Peter Catesby Peter Cates

Pietro Mascagni

Pietro Mascagni

Italian composer Pietro Mascagni (1863-1945) experienced the most extraordinary success when, at the age of 28 in 1891, his opera Cavalliera Rusticana was premiered in Italy. It would receive over 14,000 productions between then and the beginning of World War I in 1914.

It is one of my six currently favorite operas, the others being Mozart’s Marriage of Figaro, Puccini’s La Boheme and Tosca and Verdi’s Rigoletto and Simon Boccanegra.

Mascagni would compose 14 more operas, none of them achieving quite the same success.

Lodoletta was given its first production in 1917, achieved a few more, including a Met Opera staging. But in recent years, it has been largely forgotten.

The opera is based on Two Little Wooden Shoes by the English novelist Maria Louise Rame (1839-1908) who used the pen name Ouida. It recounts the tragic love story between the Dutch maiden Lodoletta and a French painter Flammen who is visiting friends at Lodoletta’s birthday celebration – Lodoletta rejects the painter after he suggests that they live together, but later changes her mind, pursues him to Paris where, upon seeing Flammen at a New Year’s Eve party surrounded by other women, she falls down in the snow from despair and perishes.

The opera’s first and thus far only recording is a 1990 set of two CDs (Hungaroton HCD 31307/31308) and features soprano Maria Spacagna in the lead role, tenor Peter Klein as Flammen and the late Charles Rosekrans the chorus and orchestra of the Hungarian State Opera. The recording was bankrolled by Westchester Opera, currently known as Taconic Opera, and based in New York’s Westchester County.

While not having the same level of melodic inspiration and general excitement of Cavalliera, Lodoletta was scored with intriguing sonorities, colorful instrumentation and moments of vocal beauty.

Soprano Spacagna sang exquisitely, Maestro Rosekrans, who directed the Houston Grand Opera for several years during the 1970s, conducted with tremendous power and drew highly responsive playing from the Budapest musicians; unfortunately tenor Klein tended to belch his notes with an annoyingly over expressive manner, much too similar to the overrated Placido Domingo of Three Tenors fame.

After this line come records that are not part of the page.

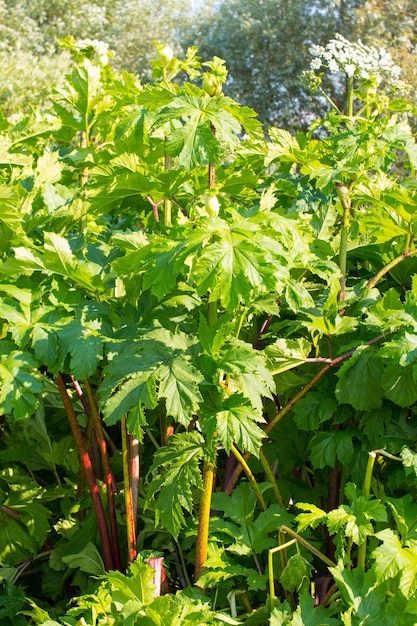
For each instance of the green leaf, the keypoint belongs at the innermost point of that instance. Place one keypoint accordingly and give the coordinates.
(236, 422)
(311, 519)
(313, 410)
(360, 381)
(356, 519)
(308, 615)
(178, 476)
(154, 368)
(327, 445)
(297, 296)
(288, 353)
(136, 585)
(246, 372)
(399, 384)
(361, 593)
(19, 385)
(88, 560)
(392, 558)
(294, 573)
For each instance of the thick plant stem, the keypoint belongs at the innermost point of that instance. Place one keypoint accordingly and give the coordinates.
(228, 488)
(167, 201)
(88, 469)
(250, 477)
(278, 417)
(387, 268)
(211, 313)
(130, 519)
(343, 193)
(204, 519)
(108, 474)
(271, 478)
(350, 95)
(134, 471)
(366, 492)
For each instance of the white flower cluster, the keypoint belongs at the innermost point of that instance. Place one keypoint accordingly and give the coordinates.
(95, 48)
(353, 58)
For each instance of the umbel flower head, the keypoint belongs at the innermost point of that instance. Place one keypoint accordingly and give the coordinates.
(354, 59)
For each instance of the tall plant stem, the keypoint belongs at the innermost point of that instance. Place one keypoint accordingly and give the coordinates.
(367, 491)
(343, 193)
(350, 95)
(134, 472)
(204, 519)
(387, 268)
(108, 474)
(167, 201)
(130, 519)
(228, 488)
(250, 477)
(88, 469)
(271, 478)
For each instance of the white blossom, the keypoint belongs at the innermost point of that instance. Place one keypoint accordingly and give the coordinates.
(99, 48)
(354, 59)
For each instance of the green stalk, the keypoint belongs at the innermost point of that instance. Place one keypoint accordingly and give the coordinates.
(271, 553)
(204, 519)
(350, 95)
(211, 313)
(285, 530)
(167, 201)
(250, 477)
(130, 519)
(108, 474)
(343, 193)
(88, 469)
(271, 478)
(366, 492)
(387, 268)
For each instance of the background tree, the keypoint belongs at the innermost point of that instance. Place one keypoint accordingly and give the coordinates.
(267, 45)
(394, 26)
(30, 56)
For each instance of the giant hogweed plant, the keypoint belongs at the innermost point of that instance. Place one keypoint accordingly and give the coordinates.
(207, 353)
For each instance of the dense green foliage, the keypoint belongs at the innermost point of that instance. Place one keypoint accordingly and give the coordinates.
(267, 44)
(32, 61)
(182, 298)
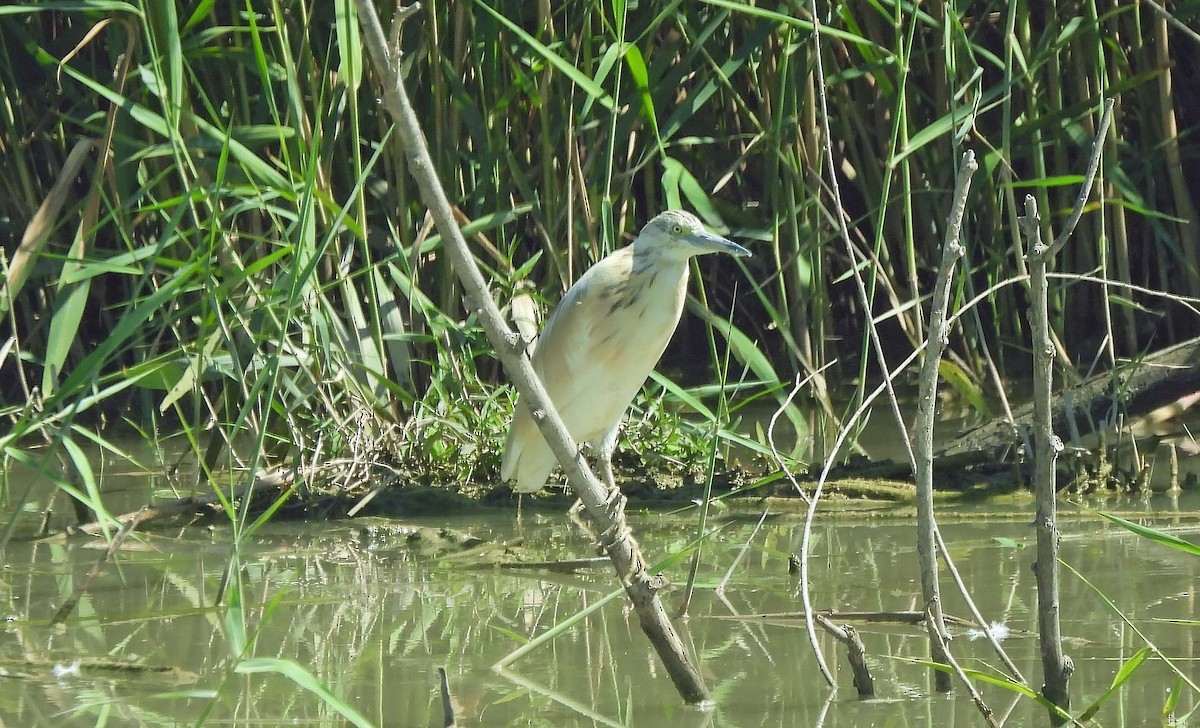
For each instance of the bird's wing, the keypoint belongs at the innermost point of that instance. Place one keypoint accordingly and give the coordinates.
(577, 331)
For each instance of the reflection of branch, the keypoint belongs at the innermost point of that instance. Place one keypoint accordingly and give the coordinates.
(115, 543)
(958, 671)
(856, 654)
(1056, 667)
(622, 548)
(275, 480)
(923, 428)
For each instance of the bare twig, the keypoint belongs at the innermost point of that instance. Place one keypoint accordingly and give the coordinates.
(988, 715)
(1056, 667)
(115, 543)
(927, 401)
(616, 537)
(856, 654)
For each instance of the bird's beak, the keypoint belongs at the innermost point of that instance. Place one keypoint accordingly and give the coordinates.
(712, 242)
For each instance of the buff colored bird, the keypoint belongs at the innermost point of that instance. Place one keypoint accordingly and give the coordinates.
(603, 341)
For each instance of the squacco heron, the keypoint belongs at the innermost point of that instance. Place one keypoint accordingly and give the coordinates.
(604, 340)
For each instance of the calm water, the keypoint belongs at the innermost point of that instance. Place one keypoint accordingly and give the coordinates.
(371, 618)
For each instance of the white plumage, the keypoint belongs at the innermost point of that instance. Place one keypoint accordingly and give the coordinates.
(604, 340)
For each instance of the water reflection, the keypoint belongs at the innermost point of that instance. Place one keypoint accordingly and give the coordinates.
(358, 608)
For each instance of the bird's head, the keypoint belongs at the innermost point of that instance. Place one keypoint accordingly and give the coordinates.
(681, 235)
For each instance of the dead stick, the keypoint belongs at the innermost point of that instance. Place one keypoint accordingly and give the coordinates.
(623, 551)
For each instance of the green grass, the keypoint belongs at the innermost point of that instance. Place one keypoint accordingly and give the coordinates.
(243, 257)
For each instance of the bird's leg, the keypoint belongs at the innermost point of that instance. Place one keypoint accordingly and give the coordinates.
(605, 447)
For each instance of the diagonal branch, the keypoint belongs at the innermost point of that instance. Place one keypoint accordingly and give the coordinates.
(618, 542)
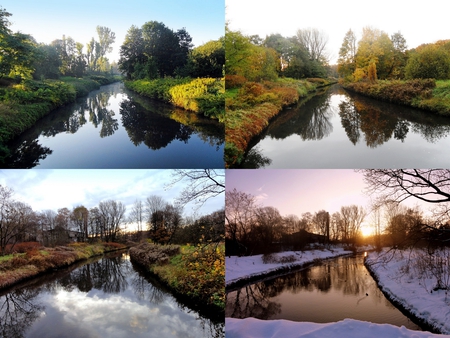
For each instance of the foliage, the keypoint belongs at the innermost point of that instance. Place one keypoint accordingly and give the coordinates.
(154, 51)
(205, 95)
(17, 267)
(430, 61)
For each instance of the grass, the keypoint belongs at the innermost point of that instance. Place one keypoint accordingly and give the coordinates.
(203, 95)
(250, 106)
(426, 94)
(197, 272)
(22, 104)
(19, 266)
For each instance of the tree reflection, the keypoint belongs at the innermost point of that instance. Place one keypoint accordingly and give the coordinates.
(18, 312)
(154, 130)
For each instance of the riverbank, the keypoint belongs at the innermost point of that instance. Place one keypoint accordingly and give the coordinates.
(251, 105)
(242, 270)
(427, 94)
(36, 260)
(411, 285)
(202, 95)
(192, 272)
(21, 105)
(347, 328)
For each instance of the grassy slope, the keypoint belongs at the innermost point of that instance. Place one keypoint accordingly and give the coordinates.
(17, 267)
(197, 272)
(250, 106)
(425, 94)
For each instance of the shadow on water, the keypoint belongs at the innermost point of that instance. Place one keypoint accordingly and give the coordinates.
(101, 297)
(108, 121)
(335, 120)
(337, 289)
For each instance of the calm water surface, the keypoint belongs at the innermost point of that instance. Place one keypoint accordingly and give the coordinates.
(337, 129)
(115, 128)
(105, 298)
(338, 289)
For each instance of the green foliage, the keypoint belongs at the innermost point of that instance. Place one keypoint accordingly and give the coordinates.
(205, 96)
(428, 62)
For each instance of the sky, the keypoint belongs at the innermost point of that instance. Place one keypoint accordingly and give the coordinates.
(296, 191)
(424, 23)
(48, 20)
(44, 189)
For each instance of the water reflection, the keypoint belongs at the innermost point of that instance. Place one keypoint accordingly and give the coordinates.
(106, 298)
(112, 127)
(335, 290)
(356, 127)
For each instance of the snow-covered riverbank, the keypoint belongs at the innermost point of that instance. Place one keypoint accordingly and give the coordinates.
(406, 277)
(348, 328)
(248, 267)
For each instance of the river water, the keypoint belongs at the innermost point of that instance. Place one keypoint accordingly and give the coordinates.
(115, 128)
(339, 288)
(338, 129)
(107, 297)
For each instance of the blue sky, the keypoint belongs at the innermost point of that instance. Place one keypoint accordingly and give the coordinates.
(54, 189)
(419, 23)
(48, 20)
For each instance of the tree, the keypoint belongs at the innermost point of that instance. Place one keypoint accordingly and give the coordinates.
(347, 55)
(430, 61)
(321, 221)
(111, 217)
(396, 185)
(80, 217)
(15, 218)
(202, 184)
(315, 42)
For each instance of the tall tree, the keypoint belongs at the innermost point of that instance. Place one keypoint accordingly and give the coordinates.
(347, 55)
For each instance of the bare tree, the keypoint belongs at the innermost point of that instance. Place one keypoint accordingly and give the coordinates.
(112, 216)
(314, 41)
(202, 184)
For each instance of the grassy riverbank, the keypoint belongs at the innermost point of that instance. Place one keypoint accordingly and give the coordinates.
(22, 104)
(35, 259)
(251, 105)
(428, 94)
(202, 95)
(196, 272)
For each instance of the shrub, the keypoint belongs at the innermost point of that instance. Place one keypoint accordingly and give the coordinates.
(234, 81)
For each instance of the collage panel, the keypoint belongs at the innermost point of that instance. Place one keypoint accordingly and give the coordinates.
(109, 85)
(337, 253)
(112, 253)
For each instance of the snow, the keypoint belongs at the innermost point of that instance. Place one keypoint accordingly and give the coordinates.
(247, 267)
(400, 277)
(348, 328)
(396, 276)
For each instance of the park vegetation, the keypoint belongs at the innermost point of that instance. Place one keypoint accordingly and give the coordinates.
(162, 64)
(35, 78)
(265, 75)
(381, 66)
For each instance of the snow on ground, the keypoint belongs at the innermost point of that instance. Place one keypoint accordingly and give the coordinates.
(241, 268)
(347, 328)
(401, 274)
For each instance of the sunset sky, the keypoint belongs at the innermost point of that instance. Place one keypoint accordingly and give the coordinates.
(418, 24)
(48, 20)
(297, 191)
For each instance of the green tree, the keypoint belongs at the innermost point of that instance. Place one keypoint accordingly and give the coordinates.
(347, 55)
(430, 61)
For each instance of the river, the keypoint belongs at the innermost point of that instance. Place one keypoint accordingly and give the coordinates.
(104, 297)
(337, 289)
(115, 128)
(338, 129)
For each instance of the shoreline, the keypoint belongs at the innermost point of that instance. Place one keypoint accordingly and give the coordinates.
(35, 266)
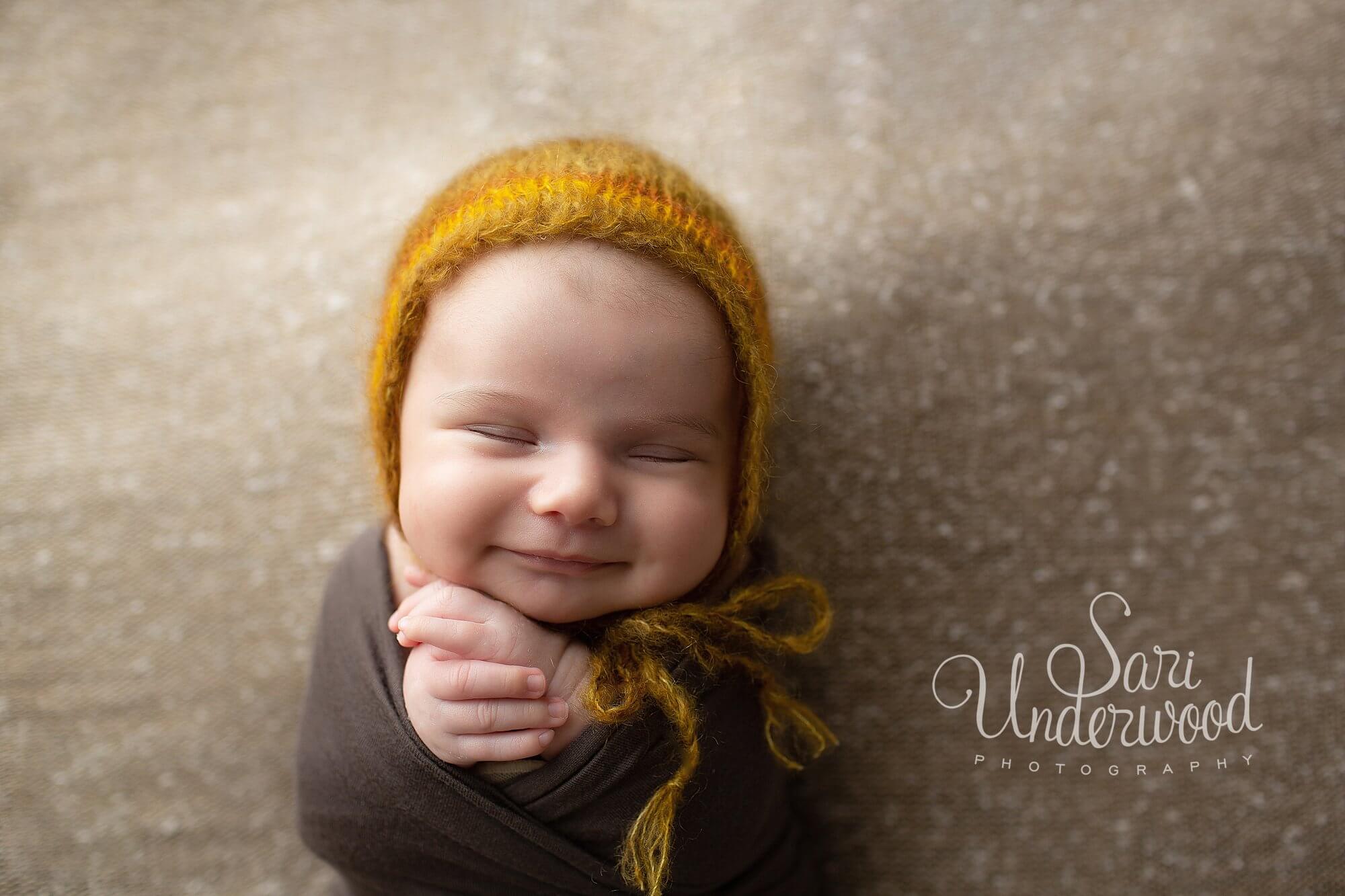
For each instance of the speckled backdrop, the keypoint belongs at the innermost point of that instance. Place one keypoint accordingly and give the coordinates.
(1061, 300)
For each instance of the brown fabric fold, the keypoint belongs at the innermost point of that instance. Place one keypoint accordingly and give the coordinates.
(391, 817)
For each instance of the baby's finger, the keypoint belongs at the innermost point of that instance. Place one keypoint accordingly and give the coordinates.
(488, 716)
(467, 639)
(504, 745)
(412, 602)
(479, 680)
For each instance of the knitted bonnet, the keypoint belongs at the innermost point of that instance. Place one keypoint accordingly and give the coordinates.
(623, 193)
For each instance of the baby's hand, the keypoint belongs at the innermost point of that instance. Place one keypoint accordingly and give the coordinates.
(484, 680)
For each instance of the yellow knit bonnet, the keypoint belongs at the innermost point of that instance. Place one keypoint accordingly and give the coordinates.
(623, 193)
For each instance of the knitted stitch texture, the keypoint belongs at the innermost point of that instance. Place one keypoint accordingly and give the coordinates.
(627, 194)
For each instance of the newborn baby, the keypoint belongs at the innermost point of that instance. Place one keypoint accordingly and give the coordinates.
(570, 399)
(568, 446)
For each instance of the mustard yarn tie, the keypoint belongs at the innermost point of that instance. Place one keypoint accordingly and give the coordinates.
(627, 673)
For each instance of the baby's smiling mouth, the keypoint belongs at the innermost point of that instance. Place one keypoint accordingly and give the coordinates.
(560, 564)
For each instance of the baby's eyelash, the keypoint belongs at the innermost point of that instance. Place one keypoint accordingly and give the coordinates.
(523, 442)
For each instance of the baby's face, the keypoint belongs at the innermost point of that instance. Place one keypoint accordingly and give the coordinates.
(570, 399)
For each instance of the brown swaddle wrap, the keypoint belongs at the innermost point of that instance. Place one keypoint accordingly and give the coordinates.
(393, 818)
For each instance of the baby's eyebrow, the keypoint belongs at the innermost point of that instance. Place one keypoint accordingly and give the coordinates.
(479, 396)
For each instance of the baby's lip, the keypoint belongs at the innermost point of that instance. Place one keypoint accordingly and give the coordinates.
(575, 559)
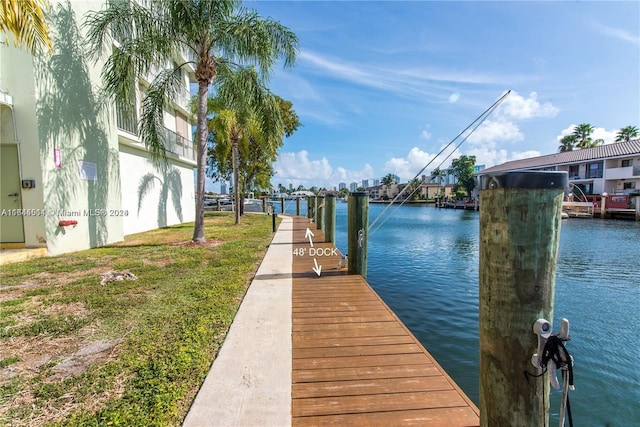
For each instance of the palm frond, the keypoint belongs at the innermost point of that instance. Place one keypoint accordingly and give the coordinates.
(24, 21)
(246, 38)
(173, 181)
(152, 131)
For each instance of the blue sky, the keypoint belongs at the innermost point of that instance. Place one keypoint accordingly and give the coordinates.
(382, 86)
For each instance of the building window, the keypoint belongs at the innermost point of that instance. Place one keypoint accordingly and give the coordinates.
(574, 171)
(594, 170)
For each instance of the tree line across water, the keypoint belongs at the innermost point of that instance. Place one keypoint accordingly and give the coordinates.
(581, 137)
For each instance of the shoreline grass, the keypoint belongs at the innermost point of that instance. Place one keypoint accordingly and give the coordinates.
(74, 351)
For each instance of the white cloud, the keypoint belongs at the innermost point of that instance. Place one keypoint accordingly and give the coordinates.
(617, 33)
(495, 156)
(297, 169)
(407, 167)
(493, 131)
(425, 134)
(516, 107)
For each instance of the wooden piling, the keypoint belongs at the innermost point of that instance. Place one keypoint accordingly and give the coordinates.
(330, 218)
(320, 213)
(311, 207)
(358, 231)
(520, 217)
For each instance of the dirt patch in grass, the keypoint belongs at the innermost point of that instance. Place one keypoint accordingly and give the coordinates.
(192, 244)
(132, 352)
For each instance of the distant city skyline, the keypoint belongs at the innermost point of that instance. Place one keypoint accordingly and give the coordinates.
(382, 86)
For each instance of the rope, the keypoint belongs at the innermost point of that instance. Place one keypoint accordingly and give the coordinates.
(479, 120)
(556, 352)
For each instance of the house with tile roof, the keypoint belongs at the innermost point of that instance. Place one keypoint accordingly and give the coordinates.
(610, 168)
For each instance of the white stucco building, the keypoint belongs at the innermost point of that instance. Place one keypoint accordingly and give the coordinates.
(74, 173)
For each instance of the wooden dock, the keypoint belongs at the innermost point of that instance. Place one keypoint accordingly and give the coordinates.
(354, 362)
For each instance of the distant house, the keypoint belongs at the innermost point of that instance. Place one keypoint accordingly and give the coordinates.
(74, 173)
(610, 168)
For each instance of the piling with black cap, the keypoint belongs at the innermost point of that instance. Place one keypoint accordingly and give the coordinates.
(520, 217)
(330, 218)
(320, 213)
(358, 232)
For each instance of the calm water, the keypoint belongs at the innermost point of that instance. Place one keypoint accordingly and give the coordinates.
(423, 262)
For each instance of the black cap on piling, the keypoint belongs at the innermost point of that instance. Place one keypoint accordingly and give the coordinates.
(525, 180)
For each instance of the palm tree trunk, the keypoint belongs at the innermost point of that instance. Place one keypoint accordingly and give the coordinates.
(236, 181)
(201, 138)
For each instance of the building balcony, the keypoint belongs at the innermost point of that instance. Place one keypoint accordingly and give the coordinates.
(623, 173)
(174, 143)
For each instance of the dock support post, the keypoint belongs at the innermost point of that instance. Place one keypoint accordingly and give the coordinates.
(358, 232)
(603, 205)
(311, 209)
(330, 218)
(520, 217)
(320, 214)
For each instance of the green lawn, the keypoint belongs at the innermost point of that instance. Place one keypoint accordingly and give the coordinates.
(75, 351)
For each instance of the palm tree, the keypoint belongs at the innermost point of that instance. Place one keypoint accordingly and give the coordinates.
(627, 133)
(568, 143)
(219, 35)
(25, 21)
(583, 134)
(251, 116)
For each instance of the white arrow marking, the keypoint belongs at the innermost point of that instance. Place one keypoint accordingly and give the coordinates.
(309, 234)
(317, 268)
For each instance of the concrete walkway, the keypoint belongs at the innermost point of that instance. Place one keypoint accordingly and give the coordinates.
(250, 381)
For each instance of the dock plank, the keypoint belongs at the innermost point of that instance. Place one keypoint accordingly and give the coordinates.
(354, 362)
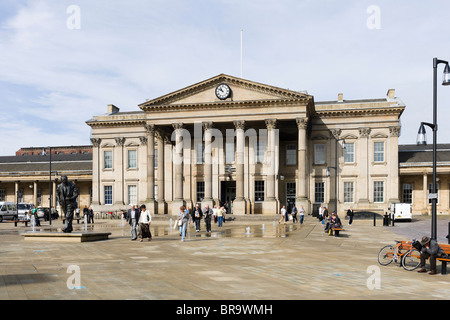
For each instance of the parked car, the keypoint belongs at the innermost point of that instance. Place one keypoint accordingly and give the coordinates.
(8, 211)
(22, 210)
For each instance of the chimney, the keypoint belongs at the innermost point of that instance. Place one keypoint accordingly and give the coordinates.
(112, 109)
(391, 94)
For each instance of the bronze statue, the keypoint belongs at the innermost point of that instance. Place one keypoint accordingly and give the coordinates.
(66, 195)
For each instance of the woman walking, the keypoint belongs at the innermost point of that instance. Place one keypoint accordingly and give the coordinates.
(183, 220)
(145, 219)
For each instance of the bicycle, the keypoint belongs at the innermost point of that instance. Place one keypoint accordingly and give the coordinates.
(404, 252)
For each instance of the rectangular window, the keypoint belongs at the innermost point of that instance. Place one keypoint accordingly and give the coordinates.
(229, 152)
(291, 155)
(259, 151)
(348, 192)
(200, 191)
(349, 152)
(430, 190)
(319, 153)
(200, 153)
(407, 192)
(259, 191)
(378, 191)
(108, 194)
(132, 194)
(132, 159)
(107, 159)
(319, 192)
(378, 151)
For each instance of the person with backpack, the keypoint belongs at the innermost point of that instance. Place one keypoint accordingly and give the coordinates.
(197, 217)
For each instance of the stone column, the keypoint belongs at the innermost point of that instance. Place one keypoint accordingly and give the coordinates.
(392, 159)
(178, 168)
(239, 206)
(161, 203)
(363, 181)
(96, 168)
(150, 142)
(270, 203)
(207, 167)
(302, 166)
(119, 193)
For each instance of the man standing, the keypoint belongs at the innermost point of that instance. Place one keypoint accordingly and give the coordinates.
(132, 219)
(66, 195)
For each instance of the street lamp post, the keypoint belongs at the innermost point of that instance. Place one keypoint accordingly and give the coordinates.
(421, 140)
(336, 170)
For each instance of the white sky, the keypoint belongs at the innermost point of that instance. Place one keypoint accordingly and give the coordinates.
(54, 78)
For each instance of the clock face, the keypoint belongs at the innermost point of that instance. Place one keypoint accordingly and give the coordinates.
(223, 91)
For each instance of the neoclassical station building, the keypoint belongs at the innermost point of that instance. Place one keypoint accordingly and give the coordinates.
(255, 146)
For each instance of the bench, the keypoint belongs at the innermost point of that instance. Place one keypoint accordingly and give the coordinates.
(336, 231)
(446, 248)
(23, 221)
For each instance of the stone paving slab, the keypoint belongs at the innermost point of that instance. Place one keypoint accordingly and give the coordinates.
(279, 262)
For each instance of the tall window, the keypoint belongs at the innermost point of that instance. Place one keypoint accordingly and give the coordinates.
(319, 192)
(107, 158)
(348, 192)
(319, 153)
(132, 159)
(407, 192)
(378, 191)
(200, 191)
(259, 151)
(132, 194)
(259, 191)
(108, 194)
(291, 155)
(349, 152)
(378, 151)
(430, 190)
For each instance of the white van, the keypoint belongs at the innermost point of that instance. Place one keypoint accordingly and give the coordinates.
(8, 211)
(401, 211)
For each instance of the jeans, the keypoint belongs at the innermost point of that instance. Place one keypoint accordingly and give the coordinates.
(183, 231)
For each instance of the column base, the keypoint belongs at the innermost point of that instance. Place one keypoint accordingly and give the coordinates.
(239, 207)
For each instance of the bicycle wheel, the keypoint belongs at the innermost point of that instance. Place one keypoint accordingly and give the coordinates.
(386, 255)
(411, 259)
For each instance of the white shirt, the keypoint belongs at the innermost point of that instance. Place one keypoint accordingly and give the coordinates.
(145, 217)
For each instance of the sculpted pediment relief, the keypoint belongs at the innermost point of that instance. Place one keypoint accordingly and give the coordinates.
(241, 91)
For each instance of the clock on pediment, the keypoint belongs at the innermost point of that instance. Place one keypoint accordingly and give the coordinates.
(223, 91)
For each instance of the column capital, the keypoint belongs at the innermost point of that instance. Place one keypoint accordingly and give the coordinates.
(96, 142)
(302, 123)
(120, 141)
(271, 123)
(239, 124)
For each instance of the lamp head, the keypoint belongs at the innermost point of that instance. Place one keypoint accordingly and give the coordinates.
(422, 135)
(446, 79)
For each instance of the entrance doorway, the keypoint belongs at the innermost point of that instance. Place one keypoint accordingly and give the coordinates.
(227, 194)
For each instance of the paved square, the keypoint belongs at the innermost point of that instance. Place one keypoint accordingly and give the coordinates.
(266, 262)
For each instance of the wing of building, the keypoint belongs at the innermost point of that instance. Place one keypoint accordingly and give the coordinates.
(251, 146)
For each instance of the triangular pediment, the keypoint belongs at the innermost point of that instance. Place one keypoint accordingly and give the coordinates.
(241, 91)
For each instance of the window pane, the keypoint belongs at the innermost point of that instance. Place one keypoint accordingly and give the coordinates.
(319, 192)
(108, 194)
(378, 155)
(291, 155)
(378, 191)
(132, 194)
(132, 159)
(259, 190)
(107, 155)
(349, 152)
(348, 191)
(319, 154)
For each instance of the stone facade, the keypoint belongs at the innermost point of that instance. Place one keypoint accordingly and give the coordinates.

Mascagni struggled most of his life with depression. Like his on again/off again Giacomo Puccini (1857-1924), he opposed Italy’s involvement in World War I. Later after Benito Mussolini (1883-1945) seized power in his 1922 March on Rome with his Fascist followers , Mascagni, along with several other Italian composers and musicians, publicly accepted the honors and stipends that Il Duce bestowed on them yet privately became quite disenchanted with the government by 1935. An opera produced that year, Nerone, was based on the life of Emperor Nero, and intended as a depiction of Mussolini who in turn became upset with the composer. When the dictator personally expressed this displeasure and began pressuring Mascagni to withdraw the production, Mascagni told the dictator where to stick it in so many words. Due to Mascagni’s world fame, he was not arrested.

The above-mentioned novelist Ouida achieved fame in London society for her gatherings of famous writers, including Robert Browning, Swinburne and Oscar Wilde. She was described as possessing a “sinister, clever face” and speaking with a “voice like a carving knife.”